Total Cost of Preservation (CDL-TCP)

Property Description
Creator and Funding The model was (and is being) developed by the California Digital Library (CDL), UC Curation Center (UC3) under a Creative Commons Attribution-Sharealike 3.0 license
Status The latest version of the TCP pricing model tool and whitepaper is rev 2.1 from 2013-08-05
Purpose Modelling the full economic costs of preservation, the “total cost of preservation” (TCP) over time in order to sustain long‐term preservation efforts—effective and affordable curation management. UC3 itself needs a TCP model in order to move many of its core service offerings to a cost recovery operational basis.
Information assets Any kind of digital asset—the model uses a generic, abstract level
Activities Ingest, Data Management, Archival Storage, Preservation Planning, Access, Administration, Management
Resources Total cost; in the tool total cost is refined into subsidiary costs such as capital cost, labour cost; operational cost; one-time, term or annual costs (called scope), fixed cost or marginal cost (proportional cost). Term costs are annualized over their lifespan and adjusted for inflation.
Time Present, future—10 year scope
Variables More than 100. For example, for “Migration” there are unit costs for: refreshment, replication, repackaging, transformation. For “Staff” there are 12 kinds of roles with salaries, FTE day rates.
Type of tool Analysis tool, implemented as a MS Excel spreadsheet.
Availability of tools The tool is available for download at:
The Total Cost of Preservation (TCP) model from the California Digital Library (CDL) is an analytical framework for modelling, assessing and accounting for the full economic costs of preservation. It relies on a number of fundamental abstractions and assumptions about preservation activities.
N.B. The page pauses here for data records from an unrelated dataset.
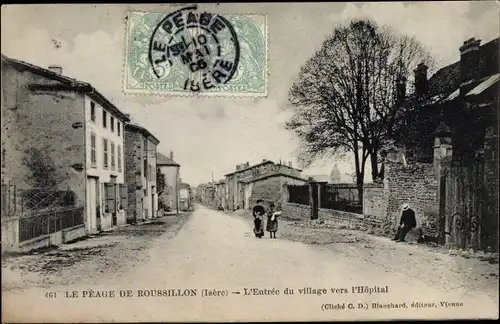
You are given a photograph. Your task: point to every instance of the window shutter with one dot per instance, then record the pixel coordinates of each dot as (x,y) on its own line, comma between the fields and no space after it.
(110,198)
(123,196)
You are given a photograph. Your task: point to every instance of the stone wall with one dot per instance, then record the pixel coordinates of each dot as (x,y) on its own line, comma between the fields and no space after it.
(417,185)
(375,201)
(133,174)
(268,189)
(328,217)
(340,218)
(293,211)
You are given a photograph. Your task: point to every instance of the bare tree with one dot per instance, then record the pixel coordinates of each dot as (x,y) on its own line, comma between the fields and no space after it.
(349,93)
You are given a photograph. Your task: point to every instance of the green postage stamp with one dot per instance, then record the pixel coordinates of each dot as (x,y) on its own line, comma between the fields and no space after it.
(187,52)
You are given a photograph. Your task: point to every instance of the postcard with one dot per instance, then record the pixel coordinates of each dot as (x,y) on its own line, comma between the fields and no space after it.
(249,162)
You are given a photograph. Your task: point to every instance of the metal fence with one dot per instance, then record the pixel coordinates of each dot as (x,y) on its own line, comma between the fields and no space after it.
(341,197)
(23,202)
(49,222)
(298,194)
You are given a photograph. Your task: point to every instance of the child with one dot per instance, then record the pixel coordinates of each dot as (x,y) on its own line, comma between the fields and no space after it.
(272,221)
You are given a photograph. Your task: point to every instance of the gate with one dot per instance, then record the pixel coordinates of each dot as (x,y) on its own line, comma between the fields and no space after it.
(463,198)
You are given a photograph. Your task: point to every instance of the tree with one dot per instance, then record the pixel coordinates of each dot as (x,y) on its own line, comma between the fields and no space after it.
(43,171)
(349,92)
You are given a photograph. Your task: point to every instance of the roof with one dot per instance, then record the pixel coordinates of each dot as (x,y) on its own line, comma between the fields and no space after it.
(447,79)
(136,127)
(320,177)
(488,82)
(72,84)
(265,176)
(162,159)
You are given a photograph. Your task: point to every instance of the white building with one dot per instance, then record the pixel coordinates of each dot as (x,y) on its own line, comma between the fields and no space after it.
(106,192)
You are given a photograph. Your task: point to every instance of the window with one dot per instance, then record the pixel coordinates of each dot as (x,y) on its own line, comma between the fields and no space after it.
(123,196)
(105,146)
(93,158)
(119,149)
(113,156)
(104,118)
(92,111)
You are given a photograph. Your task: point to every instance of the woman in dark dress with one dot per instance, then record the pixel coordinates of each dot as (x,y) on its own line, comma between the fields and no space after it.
(258,221)
(272,221)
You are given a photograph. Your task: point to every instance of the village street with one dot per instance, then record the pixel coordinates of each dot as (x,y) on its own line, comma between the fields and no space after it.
(215,250)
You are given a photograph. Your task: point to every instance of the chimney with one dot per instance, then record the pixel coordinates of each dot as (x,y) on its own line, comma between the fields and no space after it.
(400,90)
(56,69)
(469,63)
(421,83)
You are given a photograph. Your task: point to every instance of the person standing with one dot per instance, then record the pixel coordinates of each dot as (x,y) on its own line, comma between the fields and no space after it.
(406,223)
(272,221)
(258,219)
The model defines 10 high-level categories that cover all digital curation activities. The categories are based on the OAIS Model, but some of the concepts and terminology are modified to broaden applicability and facilitate understanding by non-specialists. Each category represents a cost component in the TCP pricing model and based on these components the pricing models calculate costs and express it as monetary expenses.

The 10 categories are:

  • content owners
  • submission streams
  • preservation system (ingest, data management, access)
  • servers
  • storage
  • consumers
  • preservation planning
  • interventions (e.g. migrations)
  • administration
  • management

The framework provides two price models that account for two different types of funding: Pay-as-you-go (PAYG) and Paid-UP (front) (PUP).

The Total Cost of Preservation model relies on a number of fundamental abstractions and assumptions about preservation activities. The cost associated with content creation or acquisition, reformatting, packaging, submission, and so on are excluded from the model. The cost of supporting owners in making use of the preservation System functions (sheet W3 in the spreadsheet tool) is included. Costs are nominal, based on generic instances of activities. However, preservation actions are assumed to be substantially automated, and the main costs are therefore acquisition and deployment of the software which is assumed to be independent of the number of objects.
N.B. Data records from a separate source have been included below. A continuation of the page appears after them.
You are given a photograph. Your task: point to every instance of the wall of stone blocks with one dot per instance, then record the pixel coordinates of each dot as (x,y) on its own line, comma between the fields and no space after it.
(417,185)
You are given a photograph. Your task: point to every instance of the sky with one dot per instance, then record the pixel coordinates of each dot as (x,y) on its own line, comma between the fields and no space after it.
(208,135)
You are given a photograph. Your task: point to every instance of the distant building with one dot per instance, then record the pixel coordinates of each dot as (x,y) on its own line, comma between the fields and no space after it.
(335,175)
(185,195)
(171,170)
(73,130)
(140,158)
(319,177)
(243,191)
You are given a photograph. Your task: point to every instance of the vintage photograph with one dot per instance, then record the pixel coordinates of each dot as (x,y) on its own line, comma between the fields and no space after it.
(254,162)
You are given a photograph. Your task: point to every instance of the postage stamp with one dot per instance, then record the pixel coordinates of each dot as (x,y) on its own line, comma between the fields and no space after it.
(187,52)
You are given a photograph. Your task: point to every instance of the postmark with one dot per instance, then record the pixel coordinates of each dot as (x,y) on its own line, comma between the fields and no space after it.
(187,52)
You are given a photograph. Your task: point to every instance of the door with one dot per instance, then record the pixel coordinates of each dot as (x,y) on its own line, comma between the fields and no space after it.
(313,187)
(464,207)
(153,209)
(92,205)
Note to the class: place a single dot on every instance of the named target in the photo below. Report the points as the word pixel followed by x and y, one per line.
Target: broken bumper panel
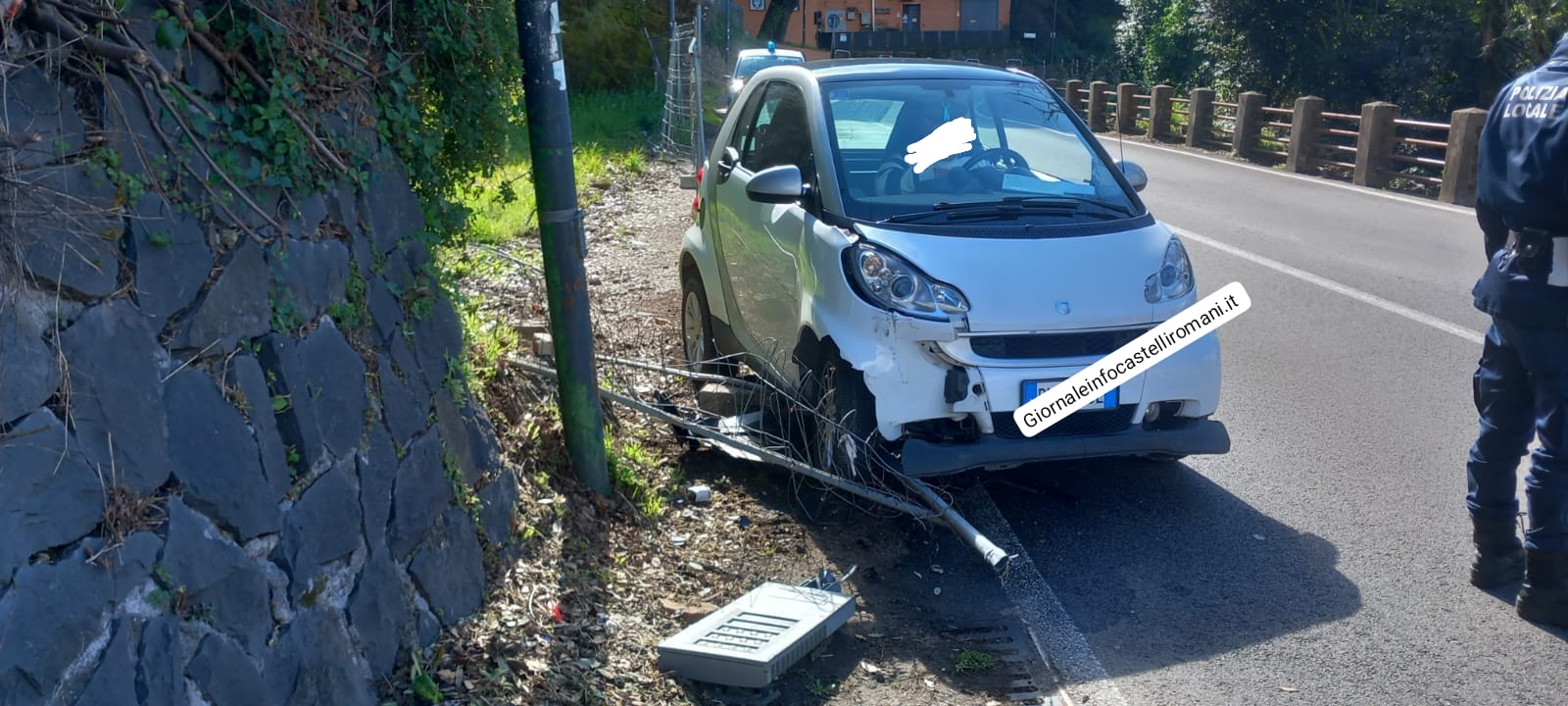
pixel 922 459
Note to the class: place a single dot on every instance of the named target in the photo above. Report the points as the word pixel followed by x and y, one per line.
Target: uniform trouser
pixel 1521 392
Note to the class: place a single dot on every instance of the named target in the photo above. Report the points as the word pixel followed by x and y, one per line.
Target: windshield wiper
pixel 1010 206
pixel 1062 201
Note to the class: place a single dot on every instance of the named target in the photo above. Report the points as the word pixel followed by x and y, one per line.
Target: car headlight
pixel 891 282
pixel 1173 279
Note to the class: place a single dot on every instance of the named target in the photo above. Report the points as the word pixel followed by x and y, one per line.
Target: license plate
pixel 1035 388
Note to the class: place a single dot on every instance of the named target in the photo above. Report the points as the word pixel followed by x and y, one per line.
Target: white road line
pixel 1300 177
pixel 1337 287
pixel 1057 640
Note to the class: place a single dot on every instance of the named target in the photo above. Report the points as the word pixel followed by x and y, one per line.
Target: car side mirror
pixel 1136 176
pixel 776 185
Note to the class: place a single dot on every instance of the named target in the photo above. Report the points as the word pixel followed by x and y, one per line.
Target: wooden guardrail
pixel 1376 148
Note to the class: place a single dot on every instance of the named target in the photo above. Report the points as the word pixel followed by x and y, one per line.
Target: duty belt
pixel 1531 243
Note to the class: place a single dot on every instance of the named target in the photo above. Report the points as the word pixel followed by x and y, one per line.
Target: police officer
pixel 1521 384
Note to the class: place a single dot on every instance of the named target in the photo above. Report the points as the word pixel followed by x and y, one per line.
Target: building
pixel 815 21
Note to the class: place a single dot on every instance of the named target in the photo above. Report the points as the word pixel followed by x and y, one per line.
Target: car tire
pixel 697 331
pixel 838 391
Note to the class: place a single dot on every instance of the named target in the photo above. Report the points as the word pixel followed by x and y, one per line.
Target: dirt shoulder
pixel 577 608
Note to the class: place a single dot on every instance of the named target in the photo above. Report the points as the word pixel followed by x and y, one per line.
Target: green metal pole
pixel 562 237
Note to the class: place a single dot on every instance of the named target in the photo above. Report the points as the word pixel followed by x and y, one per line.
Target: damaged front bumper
pixel 922 459
pixel 953 407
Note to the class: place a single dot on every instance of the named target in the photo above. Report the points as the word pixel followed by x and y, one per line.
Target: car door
pixel 760 242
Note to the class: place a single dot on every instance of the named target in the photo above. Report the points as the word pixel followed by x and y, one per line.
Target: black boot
pixel 1544 593
pixel 1499 556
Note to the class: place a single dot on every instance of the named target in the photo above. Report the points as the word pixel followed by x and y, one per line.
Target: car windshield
pixel 752 65
pixel 913 146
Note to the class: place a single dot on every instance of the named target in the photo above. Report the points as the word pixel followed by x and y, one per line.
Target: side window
pixel 760 112
pixel 780 133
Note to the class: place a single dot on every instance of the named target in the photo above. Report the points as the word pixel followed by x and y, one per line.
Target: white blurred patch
pixel 948 140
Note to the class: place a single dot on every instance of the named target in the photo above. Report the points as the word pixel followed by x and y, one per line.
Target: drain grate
pixel 1018 663
pixel 757 637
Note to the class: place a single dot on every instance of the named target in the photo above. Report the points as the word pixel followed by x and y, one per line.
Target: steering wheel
pixel 1007 159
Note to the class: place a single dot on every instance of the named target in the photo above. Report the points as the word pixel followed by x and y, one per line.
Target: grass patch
pixel 608 137
pixel 976 661
pixel 611 133
pixel 645 479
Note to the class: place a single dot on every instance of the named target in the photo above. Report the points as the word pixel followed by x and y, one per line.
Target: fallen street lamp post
pixel 562 237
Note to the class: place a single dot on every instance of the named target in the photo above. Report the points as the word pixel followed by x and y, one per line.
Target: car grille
pixel 1082 423
pixel 1078 344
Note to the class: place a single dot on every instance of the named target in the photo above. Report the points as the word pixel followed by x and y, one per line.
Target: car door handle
pixel 726 164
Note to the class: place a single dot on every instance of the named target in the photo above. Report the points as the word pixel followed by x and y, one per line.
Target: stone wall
pixel 237 457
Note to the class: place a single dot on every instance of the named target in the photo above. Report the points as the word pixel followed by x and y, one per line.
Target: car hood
pixel 1016 284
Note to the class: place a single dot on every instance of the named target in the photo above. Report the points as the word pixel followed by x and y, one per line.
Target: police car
pixel 753 60
pixel 919 248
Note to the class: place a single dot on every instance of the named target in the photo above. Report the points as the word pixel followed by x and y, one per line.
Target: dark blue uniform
pixel 1521 386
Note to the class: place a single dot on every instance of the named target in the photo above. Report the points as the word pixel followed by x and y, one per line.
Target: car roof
pixel 830 71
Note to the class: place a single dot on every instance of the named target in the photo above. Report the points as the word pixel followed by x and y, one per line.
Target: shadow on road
pixel 1157 565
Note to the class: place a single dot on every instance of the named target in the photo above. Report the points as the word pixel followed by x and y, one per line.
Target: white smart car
pixel 919 248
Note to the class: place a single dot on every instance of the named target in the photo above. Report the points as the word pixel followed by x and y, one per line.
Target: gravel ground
pixel 577 611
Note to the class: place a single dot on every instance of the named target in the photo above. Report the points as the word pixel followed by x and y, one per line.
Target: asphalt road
pixel 1324 561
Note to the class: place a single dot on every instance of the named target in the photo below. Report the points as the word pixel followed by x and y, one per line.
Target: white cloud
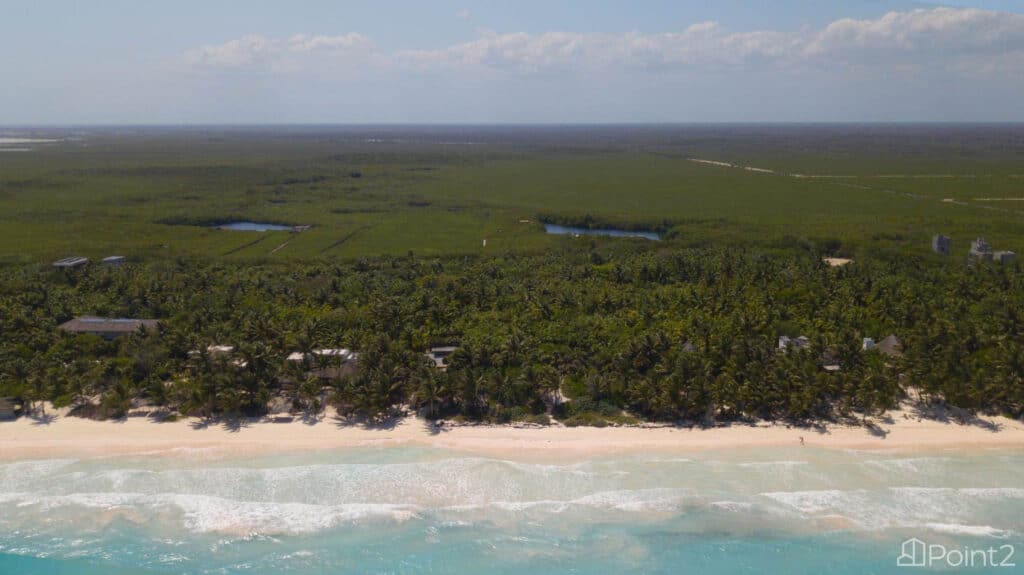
pixel 945 39
pixel 273 53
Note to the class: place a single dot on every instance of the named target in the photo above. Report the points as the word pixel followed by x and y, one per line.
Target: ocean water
pixel 432 511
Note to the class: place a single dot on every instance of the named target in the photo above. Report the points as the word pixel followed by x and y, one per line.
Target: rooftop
pixel 89 324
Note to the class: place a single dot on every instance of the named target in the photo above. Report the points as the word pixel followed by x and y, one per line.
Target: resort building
pixel 785 343
pixel 8 409
pixel 891 346
pixel 980 249
pixel 114 261
pixel 439 355
pixel 941 245
pixel 71 263
pixel 322 355
pixel 1005 257
pixel 109 327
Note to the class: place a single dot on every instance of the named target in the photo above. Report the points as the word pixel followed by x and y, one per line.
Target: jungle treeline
pixel 586 335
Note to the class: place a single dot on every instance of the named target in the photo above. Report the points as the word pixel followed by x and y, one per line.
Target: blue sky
pixel 509 61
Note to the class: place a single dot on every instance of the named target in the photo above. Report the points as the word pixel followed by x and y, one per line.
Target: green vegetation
pixel 605 326
pixel 587 330
pixel 152 194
System, Administration and Management are considered to be fixed costs—independent of the number of objects—whereas other costs are considered variable, in general proportional, using unit costs and number of units, such as the number of unique submission streams and the unit cost of a stream. The cost is assumed to be paid by the owners and the preservation service provider.
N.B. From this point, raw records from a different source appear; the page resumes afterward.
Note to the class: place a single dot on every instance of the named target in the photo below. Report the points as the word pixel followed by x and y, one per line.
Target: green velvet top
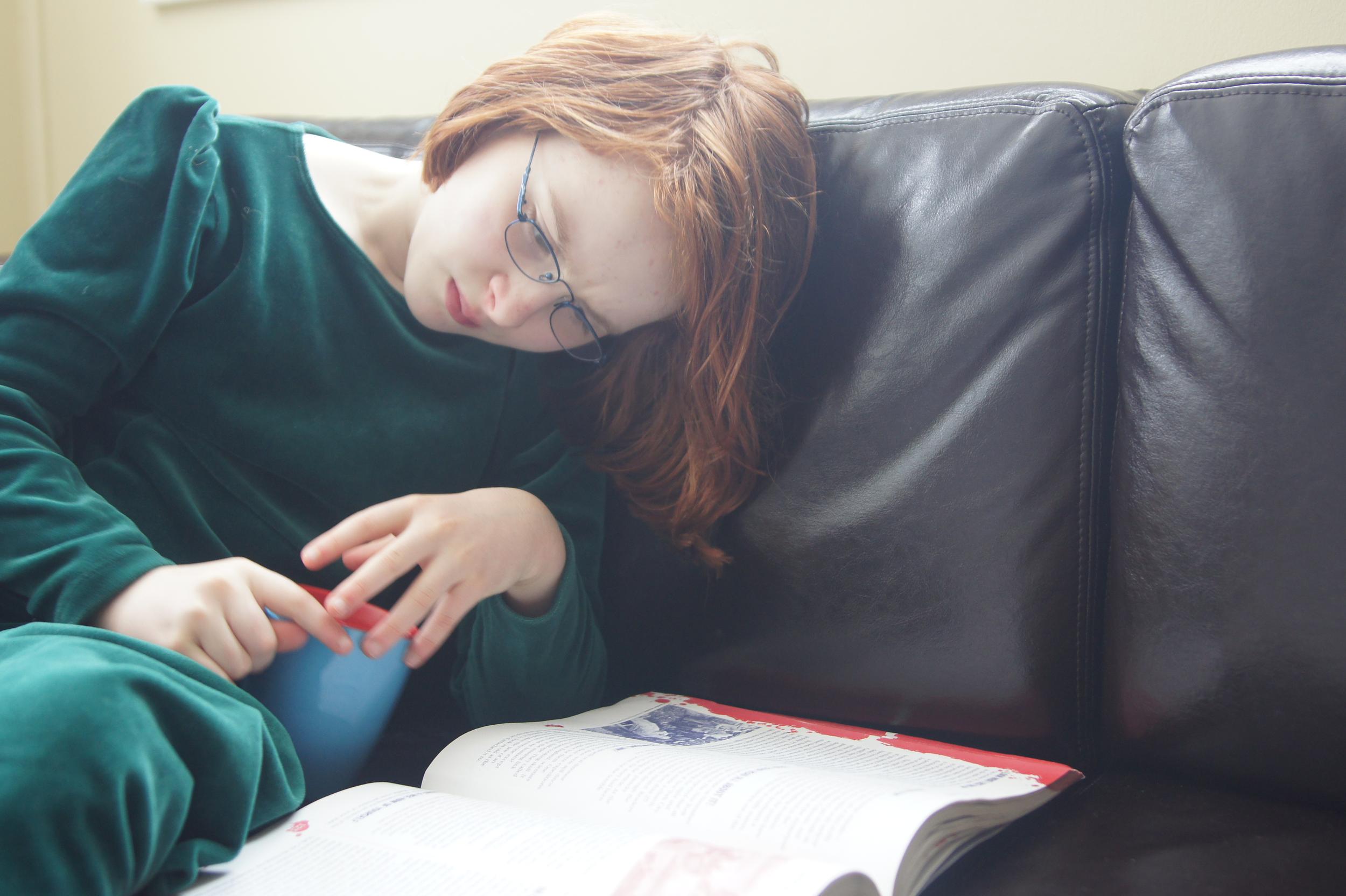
pixel 197 362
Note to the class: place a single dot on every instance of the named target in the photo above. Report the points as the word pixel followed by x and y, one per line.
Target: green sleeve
pixel 513 668
pixel 82 300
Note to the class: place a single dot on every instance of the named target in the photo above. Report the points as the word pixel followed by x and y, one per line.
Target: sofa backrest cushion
pixel 1226 605
pixel 928 552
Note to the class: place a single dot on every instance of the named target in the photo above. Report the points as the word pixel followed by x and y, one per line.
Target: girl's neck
pixel 375 198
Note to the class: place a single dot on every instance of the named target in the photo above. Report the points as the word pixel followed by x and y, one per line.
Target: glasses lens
pixel 574 333
pixel 531 252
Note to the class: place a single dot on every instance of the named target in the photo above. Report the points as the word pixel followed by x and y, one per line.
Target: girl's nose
pixel 510 300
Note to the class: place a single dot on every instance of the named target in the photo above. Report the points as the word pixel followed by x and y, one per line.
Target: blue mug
pixel 334 705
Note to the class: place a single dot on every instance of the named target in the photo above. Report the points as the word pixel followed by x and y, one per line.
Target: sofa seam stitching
pixel 1146 108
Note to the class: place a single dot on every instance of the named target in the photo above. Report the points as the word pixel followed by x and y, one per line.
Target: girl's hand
pixel 469 545
pixel 213 614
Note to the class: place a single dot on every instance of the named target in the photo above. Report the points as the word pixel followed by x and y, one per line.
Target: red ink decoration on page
pixel 1045 771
Establishing who pays for the cost is not essential for using the model, you can estimate the cost without that information. It has been incorporated as a factor to make the model more useful for CDL.

In the case of Paid-Up it is assumed that the archive institution (preservation service provider) can carry forward surpluses across fiscal year boundaries and reinvest them at market rates. (Note: For many public sector institutions this is not possible, therefore they are forced to use PAYG). Normal discounted cash flow analysis (DCF) is used. The model creator is aware of the shortcomings of DCF regarding fluctuating interest rates and the strong bias for the short term for the time value of money.